We are grateful to Reviewer 2 for the constructive comments and suggestions.

We added the statement to the Discussion that our work is confirmatory to the findings observed by the Sleckman group (lines 282-283, Discussion)

The number of mice used in Figures 1-2 is now indicated in Figure legends as (“n”).

Figure 1D. Mri^+/+ mice (n=6); Mri^-/- mice (n=7)

Figure 1E. Mri^+/+ (n=8), Mri^-/- (n=11), Dna-pkcs^-/- (n=10)

Figure 1F. Mri^+/+ (n=10), Mri^-/- (n=11), Dna-pkcs^-/- (n=6)

Figure 1G. Mri^+/+ (n=11), Mri^-/- (n=11), Dna-pkcs^-/- (n=7)

Figure 1H. Mri^+/+ (n=8), Mri^-/- (n=6), Dna-pkcs^-/- (n=6)

Figure 2A. Mri^+/+ (n=6), Mri^-/- (n=3), Dna-pkcs^-/- (n=4)

Figure 2B. Mri^+/+ (n=6), Mri^-/- (n=3), Dna-pkcs^-/- (n=4)

Figure 2C. Mri^+/+ (n=6), Mri^-/- (n=3), Dna-pkcs^-/- (n=4)

Figure 2D. Mri^+/+ (n=3), Mri^-/- (n=4), Ung^-/- (n=3)

For the Figure 3, we used two mice of each genotype, and four independent cell lines were analyzed from each mouse. Therefore, n=8 means number of cell lines.

Figure 3. Mri^+/+ (n=8); Mri^-/- (n=8).

Reduced proliferation rates of Mri-deficient neuronal stem progenitor cells could be explained, as one option, by lower expression or lack of factors functionally redundant with Mri in this cell type. Future studies would be required to address this option (lines 294-297, Discussion).
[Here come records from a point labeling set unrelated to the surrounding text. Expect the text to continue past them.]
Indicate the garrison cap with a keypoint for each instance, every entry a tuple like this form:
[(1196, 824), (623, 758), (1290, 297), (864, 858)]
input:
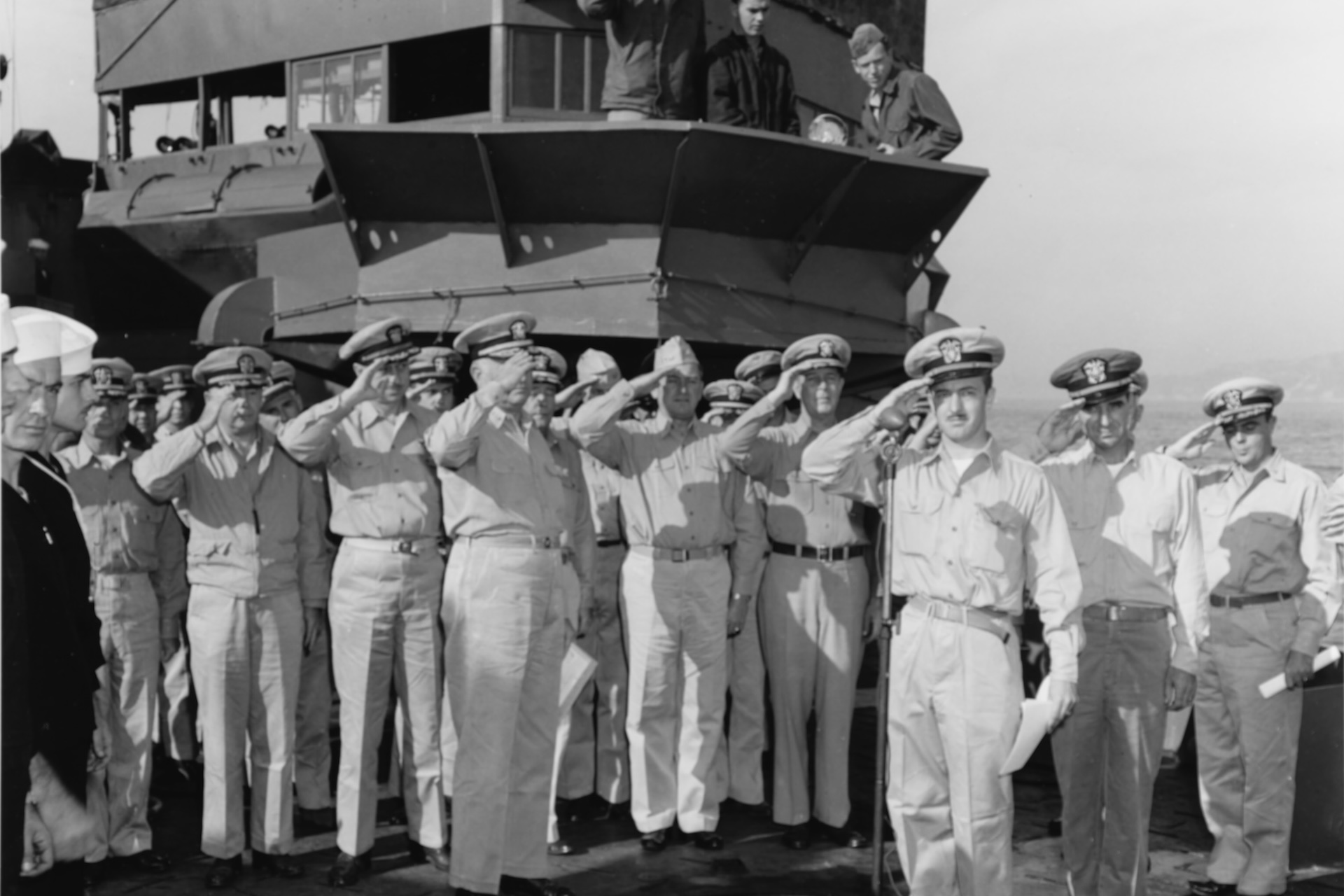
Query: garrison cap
[(816, 352), (436, 365), (1242, 398), (144, 387), (675, 352), (390, 339), (500, 336), (234, 365), (952, 354), (760, 365), (112, 377), (550, 365), (1100, 375), (866, 36), (732, 396), (175, 379)]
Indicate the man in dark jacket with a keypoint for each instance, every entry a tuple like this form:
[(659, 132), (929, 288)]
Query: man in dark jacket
[(750, 81), (656, 49), (906, 113)]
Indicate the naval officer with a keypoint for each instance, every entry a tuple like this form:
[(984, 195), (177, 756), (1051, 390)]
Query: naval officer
[(1275, 593), (972, 527), (683, 507), (386, 583), (253, 546), (503, 614), (815, 593)]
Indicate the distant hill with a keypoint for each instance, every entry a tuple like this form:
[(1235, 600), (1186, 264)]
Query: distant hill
[(1306, 379)]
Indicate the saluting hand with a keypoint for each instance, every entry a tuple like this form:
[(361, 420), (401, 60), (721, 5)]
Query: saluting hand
[(1194, 444)]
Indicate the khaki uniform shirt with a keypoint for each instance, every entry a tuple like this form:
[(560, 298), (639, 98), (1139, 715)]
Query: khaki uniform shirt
[(1262, 533), (676, 489), (1138, 539), (253, 520), (125, 531), (498, 472), (379, 473), (974, 539)]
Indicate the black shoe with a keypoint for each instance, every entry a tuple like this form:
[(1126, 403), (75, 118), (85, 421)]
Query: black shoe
[(707, 840), (797, 836), (276, 865), (656, 841), (223, 872), (841, 837), (347, 869), (524, 887), (438, 856)]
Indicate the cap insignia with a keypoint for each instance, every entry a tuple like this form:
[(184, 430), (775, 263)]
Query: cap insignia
[(951, 349), (1096, 371)]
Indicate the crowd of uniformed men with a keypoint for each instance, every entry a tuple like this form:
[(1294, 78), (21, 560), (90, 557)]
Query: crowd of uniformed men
[(564, 602)]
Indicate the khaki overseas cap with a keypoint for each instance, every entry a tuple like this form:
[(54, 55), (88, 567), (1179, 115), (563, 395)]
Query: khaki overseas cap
[(952, 354), (500, 336), (1242, 398)]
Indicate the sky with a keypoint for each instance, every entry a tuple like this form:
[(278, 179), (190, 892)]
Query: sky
[(1166, 175)]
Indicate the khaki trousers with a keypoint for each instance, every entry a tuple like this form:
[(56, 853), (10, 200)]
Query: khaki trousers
[(812, 626), (1247, 745), (676, 617), (245, 656), (956, 701), (1108, 751), (504, 617), (118, 796), (385, 624)]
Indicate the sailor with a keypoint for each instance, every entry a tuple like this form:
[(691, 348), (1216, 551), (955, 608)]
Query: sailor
[(179, 405), (253, 542), (1135, 526), (815, 594), (139, 592), (597, 758), (1275, 593), (503, 614), (972, 526), (435, 378), (577, 577), (683, 507), (385, 597)]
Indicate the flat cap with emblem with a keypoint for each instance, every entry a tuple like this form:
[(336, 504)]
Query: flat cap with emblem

Previously, it was reported that murine embryonic fibroblasts (MEF) lacking Mri are hypersensitive to ionizing radiation when compared to WT controls, although the sensitivity is less obvious than in XLF-deficient MEFs [21]. The discrepancy between our and previously published data could be due to the usage of different cell types, the difference between species, as well as distinct ways to induce DNA damages (e.g., chemicals vs irradiation). Further studies involving various cell type models originated from different species, and using various DNA damaging strategies, would deepen our understanding of the specific functions of Mri in DNA repair in mammalian cells (lines 304-309, Discussion).